The following year I started seeing a pair of Barred Owls hanging out in a different part of the park. I saw them on most of my visits for several weeks in a row. These birds were reliably found perched around a clearing close to the camping area. I saw the pair as often as I saw one bird alone.
And then one day, I found the nest tree. A baby was begging and I followed the noise to see the precious baby just outside of the nest hole in a dead oak tree stump.
The tree was backlit during the morning so it was difficult to take a clear image. The nest hole is about a fourth of the way down on the following photo.

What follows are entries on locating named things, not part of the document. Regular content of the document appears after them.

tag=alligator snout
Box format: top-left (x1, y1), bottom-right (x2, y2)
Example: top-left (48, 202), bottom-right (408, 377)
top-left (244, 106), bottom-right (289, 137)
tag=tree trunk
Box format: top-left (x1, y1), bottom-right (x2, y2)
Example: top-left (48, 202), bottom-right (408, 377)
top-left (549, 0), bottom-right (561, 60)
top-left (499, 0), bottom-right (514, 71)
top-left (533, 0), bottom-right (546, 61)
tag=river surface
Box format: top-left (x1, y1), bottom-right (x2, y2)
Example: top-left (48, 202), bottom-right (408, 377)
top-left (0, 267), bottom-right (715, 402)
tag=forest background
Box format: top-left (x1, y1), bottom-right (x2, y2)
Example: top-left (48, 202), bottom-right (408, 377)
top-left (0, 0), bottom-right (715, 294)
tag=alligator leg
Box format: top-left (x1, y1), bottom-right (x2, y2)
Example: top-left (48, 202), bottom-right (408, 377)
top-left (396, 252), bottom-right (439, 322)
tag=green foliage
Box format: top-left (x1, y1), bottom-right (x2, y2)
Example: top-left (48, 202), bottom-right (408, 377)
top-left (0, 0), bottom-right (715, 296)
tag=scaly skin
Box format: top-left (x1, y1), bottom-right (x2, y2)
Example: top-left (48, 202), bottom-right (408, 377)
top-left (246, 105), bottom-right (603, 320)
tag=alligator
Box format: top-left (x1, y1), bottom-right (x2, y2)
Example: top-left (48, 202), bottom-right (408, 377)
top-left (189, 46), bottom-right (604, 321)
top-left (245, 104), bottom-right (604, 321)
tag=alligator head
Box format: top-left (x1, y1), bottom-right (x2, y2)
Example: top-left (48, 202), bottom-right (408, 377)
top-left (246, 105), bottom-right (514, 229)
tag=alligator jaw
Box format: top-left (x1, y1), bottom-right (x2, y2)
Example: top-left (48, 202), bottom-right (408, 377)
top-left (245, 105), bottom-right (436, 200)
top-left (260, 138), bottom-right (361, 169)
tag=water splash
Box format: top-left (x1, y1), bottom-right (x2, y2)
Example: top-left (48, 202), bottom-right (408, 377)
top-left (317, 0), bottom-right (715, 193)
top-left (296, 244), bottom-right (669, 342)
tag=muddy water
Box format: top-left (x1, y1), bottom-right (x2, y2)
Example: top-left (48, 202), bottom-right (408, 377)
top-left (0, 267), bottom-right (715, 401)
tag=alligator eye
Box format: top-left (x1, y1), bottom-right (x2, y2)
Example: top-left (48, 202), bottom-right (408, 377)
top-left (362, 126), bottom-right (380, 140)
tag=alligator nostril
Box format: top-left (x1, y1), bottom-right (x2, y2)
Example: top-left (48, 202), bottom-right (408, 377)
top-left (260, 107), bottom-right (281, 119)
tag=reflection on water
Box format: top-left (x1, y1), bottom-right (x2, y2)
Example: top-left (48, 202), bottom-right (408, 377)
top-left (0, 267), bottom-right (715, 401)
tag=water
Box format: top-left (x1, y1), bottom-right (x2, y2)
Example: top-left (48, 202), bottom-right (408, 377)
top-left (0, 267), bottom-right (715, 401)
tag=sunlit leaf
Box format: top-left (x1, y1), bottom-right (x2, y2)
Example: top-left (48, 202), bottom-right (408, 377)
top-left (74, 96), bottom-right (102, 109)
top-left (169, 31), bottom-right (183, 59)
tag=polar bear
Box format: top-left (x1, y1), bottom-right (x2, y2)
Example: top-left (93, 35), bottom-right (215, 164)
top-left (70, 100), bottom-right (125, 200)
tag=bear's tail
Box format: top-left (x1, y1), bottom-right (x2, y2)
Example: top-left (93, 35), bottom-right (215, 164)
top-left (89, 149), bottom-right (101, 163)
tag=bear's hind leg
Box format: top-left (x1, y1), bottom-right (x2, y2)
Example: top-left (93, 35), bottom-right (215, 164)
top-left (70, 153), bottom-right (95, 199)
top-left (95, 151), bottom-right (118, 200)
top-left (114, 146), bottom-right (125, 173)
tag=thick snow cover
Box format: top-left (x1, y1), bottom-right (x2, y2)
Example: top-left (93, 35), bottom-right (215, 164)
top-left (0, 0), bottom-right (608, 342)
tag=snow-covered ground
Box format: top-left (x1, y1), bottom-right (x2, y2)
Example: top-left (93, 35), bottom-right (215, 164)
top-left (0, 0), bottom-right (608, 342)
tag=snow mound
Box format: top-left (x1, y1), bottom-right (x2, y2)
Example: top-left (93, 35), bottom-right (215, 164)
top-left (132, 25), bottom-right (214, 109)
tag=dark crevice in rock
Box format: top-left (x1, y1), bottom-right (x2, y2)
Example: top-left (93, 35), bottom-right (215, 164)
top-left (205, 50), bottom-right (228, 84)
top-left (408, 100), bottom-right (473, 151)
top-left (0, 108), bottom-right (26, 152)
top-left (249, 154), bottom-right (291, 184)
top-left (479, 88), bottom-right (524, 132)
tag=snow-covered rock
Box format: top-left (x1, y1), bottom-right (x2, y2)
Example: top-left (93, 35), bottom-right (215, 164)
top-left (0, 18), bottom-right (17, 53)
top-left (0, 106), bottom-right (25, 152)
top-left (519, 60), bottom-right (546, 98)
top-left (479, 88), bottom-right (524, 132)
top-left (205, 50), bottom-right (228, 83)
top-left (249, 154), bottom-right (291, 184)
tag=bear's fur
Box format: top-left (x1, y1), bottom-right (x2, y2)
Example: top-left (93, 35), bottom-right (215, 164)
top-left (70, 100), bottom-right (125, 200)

Because of the proximity of the nest to the trail, I didn’t visit this secluded part of Gemini Springs very often after I found the baby because I thought it might be too disturbing to the little family.
I revisited the nest tree the following spring and found a very sad sight.
The tree had snapped in half, and the nest part of the tree had fallen to the ground. This was at the end of March, right when Barred Owls are nesting. The bottom of the tree was overgrown with vines. I gingerly made my way to the base of the tree to see if there was any evidence of nesting for the year.
I found one broken egg but no feathers, and thankfully no injured birds. Its too bad the nest site was lost and the effort failed but I continue to see and hear Barred Owls all over Gemini Springs. Life goes on.